Effects of ketamine and its metabolites on ion currents in differentiated hippocampal H19-7 neuronal cells and in HEK293T cells transfected with α-hslo subunit.

Ketamine (KT), a dissociative anesthetic, is known to induce schizophrenia-like psychosis. The percentage of KT abuse has recently grown fast despite KT being a controlled drug. The mechanism of KT actions is related to the inhibition of NMDA receptors. Whether KT produces other effects on ion currents in hippocampal neurons remains unclear. In this study, we attempted to evaluate the possible effects of KT and other related compounds on ion currents in hippocampal neuron-derived H19-7 cells. This drug exerted an inhibitory effect on Ca(2+)-activated K(+) current (IK(Ca)) in these cells with an IC(50) value of 274 μM. Pimaric acid (30 μM) or abietic acid (30 μM), known to stimulate large-conductance Ca(2+)-activated K(+) channels, reversed KT-induced inhibition of I(K)(Ca). In HEK293T cells expressing a-humans low poke, KT-induced inhibition of I(K)(Ca) still existed.

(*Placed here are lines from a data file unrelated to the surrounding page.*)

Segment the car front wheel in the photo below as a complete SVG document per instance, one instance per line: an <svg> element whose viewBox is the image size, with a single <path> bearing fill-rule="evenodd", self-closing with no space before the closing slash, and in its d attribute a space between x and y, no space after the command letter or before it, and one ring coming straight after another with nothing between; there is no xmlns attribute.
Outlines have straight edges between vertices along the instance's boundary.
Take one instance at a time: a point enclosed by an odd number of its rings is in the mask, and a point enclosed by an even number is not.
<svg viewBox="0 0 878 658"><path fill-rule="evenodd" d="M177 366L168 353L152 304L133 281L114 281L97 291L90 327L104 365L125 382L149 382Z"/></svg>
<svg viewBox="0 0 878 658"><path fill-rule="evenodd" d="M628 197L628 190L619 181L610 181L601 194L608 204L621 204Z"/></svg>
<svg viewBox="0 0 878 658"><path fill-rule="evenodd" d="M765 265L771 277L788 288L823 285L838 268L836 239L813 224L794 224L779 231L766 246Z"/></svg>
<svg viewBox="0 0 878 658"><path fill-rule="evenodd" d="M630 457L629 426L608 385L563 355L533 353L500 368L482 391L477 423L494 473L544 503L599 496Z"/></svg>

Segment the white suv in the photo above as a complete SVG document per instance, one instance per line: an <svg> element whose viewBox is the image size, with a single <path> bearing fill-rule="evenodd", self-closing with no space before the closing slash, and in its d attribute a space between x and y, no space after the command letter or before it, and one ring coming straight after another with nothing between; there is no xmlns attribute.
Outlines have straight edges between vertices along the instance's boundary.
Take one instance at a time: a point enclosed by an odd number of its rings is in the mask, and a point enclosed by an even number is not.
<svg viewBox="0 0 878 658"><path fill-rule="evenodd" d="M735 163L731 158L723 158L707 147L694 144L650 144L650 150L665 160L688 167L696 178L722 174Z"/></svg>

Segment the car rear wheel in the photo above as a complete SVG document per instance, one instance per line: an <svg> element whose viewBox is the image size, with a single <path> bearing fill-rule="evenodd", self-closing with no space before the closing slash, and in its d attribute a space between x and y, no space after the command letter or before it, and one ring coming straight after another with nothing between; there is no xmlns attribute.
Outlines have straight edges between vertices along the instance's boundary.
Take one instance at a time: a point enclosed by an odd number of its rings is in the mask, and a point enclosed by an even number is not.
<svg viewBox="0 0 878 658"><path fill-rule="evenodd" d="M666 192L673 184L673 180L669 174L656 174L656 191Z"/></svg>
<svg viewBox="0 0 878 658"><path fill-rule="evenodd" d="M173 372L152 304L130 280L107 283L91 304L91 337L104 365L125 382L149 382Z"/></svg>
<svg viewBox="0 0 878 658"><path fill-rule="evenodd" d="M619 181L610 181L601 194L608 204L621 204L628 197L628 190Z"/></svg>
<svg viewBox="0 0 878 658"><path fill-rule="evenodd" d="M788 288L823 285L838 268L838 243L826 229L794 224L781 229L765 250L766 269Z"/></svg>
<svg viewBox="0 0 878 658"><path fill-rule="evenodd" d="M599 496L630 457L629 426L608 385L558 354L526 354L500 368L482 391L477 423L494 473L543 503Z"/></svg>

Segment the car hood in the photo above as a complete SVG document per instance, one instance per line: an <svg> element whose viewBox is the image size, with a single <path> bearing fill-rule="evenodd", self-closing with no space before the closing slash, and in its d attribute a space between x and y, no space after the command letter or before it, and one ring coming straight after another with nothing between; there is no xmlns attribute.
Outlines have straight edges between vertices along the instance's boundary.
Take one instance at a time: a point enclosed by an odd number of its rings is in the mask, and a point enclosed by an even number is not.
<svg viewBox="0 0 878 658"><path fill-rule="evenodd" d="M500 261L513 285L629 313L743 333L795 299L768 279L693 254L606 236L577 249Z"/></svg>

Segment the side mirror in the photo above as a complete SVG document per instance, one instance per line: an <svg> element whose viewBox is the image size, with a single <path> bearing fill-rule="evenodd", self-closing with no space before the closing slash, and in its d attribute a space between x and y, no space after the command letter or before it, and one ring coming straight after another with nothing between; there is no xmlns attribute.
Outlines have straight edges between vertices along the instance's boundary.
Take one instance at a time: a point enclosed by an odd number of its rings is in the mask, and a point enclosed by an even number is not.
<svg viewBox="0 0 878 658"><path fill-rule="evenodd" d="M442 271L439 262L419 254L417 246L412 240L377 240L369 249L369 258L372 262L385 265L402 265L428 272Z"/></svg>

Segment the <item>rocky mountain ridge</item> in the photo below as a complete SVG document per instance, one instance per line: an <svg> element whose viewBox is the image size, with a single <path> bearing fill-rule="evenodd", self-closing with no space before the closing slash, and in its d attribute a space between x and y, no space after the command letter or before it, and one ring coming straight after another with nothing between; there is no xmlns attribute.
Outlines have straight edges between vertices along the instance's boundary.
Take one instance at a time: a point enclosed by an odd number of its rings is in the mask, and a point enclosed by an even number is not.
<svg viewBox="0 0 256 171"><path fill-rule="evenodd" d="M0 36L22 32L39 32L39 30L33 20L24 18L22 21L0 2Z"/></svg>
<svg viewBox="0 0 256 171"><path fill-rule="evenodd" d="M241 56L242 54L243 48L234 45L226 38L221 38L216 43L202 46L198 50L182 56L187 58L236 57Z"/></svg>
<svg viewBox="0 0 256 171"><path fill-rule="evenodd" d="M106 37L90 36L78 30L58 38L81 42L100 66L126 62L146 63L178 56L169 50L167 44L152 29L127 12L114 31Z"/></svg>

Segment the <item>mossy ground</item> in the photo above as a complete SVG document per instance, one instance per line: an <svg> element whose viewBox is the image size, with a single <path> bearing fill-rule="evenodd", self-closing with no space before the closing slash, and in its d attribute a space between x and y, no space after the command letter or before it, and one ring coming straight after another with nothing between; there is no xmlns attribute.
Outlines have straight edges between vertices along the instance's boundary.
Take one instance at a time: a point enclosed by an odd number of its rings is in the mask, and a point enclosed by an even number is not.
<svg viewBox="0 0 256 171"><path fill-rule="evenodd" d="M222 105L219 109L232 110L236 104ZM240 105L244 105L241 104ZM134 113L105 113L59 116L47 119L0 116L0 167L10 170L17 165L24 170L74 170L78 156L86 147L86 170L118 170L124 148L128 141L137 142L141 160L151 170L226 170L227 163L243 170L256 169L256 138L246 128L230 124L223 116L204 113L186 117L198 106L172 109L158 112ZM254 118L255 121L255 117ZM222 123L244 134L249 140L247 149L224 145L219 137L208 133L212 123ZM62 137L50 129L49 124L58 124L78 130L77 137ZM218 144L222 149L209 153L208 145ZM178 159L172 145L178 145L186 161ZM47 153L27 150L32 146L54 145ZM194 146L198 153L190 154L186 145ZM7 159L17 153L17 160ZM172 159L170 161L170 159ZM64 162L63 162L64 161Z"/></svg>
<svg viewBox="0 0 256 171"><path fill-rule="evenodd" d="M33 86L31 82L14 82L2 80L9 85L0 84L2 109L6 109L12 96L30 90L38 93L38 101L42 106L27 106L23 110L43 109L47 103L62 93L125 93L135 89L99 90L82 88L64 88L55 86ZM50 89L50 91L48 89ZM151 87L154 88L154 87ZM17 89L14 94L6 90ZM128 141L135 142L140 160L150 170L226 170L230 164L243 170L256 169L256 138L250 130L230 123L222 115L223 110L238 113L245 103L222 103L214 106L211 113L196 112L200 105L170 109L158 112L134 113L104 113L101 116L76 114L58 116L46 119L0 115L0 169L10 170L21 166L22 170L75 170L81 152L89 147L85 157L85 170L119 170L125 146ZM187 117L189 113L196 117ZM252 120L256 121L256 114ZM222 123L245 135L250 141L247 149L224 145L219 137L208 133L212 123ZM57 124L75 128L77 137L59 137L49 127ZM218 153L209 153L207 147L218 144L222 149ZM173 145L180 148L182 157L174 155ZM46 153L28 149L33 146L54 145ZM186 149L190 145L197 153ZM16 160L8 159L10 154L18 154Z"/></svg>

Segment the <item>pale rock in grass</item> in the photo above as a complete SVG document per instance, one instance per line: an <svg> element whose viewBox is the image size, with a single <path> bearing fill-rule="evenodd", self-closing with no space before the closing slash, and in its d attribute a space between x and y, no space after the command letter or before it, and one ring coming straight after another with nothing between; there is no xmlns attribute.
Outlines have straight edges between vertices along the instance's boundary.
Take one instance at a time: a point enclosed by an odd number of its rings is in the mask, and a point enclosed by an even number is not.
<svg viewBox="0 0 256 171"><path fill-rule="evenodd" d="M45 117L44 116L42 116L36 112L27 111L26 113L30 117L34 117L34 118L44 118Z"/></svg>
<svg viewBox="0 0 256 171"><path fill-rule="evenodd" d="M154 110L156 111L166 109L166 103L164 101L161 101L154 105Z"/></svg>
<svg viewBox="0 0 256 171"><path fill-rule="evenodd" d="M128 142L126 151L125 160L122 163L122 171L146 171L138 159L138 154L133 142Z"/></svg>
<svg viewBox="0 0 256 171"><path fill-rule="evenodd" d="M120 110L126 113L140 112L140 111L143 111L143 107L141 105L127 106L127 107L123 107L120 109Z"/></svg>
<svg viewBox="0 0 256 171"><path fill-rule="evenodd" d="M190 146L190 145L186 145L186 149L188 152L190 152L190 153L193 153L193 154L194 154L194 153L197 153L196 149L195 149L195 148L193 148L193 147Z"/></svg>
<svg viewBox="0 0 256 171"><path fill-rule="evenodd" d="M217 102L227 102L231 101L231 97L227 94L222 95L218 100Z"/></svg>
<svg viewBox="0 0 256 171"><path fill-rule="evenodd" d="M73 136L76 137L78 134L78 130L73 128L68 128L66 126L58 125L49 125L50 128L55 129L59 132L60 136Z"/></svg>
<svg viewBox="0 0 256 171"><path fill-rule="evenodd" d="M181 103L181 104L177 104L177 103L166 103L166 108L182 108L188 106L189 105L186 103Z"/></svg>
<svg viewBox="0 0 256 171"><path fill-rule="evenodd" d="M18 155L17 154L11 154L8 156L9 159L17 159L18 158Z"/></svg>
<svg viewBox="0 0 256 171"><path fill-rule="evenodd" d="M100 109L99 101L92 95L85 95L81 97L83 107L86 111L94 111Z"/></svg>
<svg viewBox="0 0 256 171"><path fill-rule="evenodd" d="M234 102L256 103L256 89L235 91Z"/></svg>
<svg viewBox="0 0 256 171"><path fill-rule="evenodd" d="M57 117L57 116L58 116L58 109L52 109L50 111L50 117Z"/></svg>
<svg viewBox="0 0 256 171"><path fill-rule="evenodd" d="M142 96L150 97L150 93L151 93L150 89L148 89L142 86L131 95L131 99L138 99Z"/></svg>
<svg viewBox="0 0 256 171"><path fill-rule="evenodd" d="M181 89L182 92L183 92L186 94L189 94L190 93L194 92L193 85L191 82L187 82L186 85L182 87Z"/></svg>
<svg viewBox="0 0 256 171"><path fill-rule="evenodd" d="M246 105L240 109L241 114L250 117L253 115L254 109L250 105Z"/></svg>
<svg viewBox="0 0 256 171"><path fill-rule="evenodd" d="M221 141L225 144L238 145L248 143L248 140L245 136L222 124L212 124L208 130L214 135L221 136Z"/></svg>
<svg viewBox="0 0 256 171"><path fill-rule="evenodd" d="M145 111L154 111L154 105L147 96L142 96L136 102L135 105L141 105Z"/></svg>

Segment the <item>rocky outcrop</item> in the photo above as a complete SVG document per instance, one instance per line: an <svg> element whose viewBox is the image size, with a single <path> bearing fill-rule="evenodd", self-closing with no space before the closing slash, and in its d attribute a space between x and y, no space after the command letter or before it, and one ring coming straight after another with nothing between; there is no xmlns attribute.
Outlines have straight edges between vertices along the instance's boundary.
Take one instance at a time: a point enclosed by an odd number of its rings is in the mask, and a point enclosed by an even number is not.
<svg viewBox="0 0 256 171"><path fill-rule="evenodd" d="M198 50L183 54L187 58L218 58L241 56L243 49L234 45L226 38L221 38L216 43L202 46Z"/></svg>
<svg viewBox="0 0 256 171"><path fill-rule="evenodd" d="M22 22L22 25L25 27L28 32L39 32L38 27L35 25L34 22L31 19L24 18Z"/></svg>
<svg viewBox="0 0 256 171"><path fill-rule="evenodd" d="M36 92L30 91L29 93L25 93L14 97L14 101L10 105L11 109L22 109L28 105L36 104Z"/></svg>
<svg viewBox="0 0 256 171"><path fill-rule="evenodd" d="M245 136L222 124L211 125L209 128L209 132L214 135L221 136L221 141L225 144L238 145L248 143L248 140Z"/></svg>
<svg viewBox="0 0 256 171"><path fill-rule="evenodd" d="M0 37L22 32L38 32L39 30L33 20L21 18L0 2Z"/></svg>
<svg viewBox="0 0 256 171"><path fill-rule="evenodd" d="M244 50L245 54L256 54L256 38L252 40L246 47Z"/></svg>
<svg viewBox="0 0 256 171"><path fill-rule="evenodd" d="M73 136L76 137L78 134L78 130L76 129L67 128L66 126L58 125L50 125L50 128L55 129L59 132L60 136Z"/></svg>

Dehydronorketamine (300 μM) had little or no effect on the IK(Ca) amplitude, while norketamine (300 μM) slightly but significantly suppressed it. In inside–out configuration, KT applied to the intracellular face of the membrane did not alter single channel conductance of large-conductance Ca(2+)-activated K(+) (BKCa) channels; however, it did significantly reduce the probability of channel openings. Addition of KT was effective in depressing the peak amplitude of voltage-gated Na(+) current. Moreover, the presence of KT was noted to enhance the amplitude of membrane electroporation-induced inward currents (IMEP) in differentiated H19-7 cells. KT-stimulated IMEP was reversed by further application of LaCl(3) (100 μM), but not by NMDA (30 μM). The modulations by this compound of ion channels may contribute to the underlying mechanisms through which KT and its metabolites influence the electrical behavior of hippocampal neurons if similar findings occur in vivo.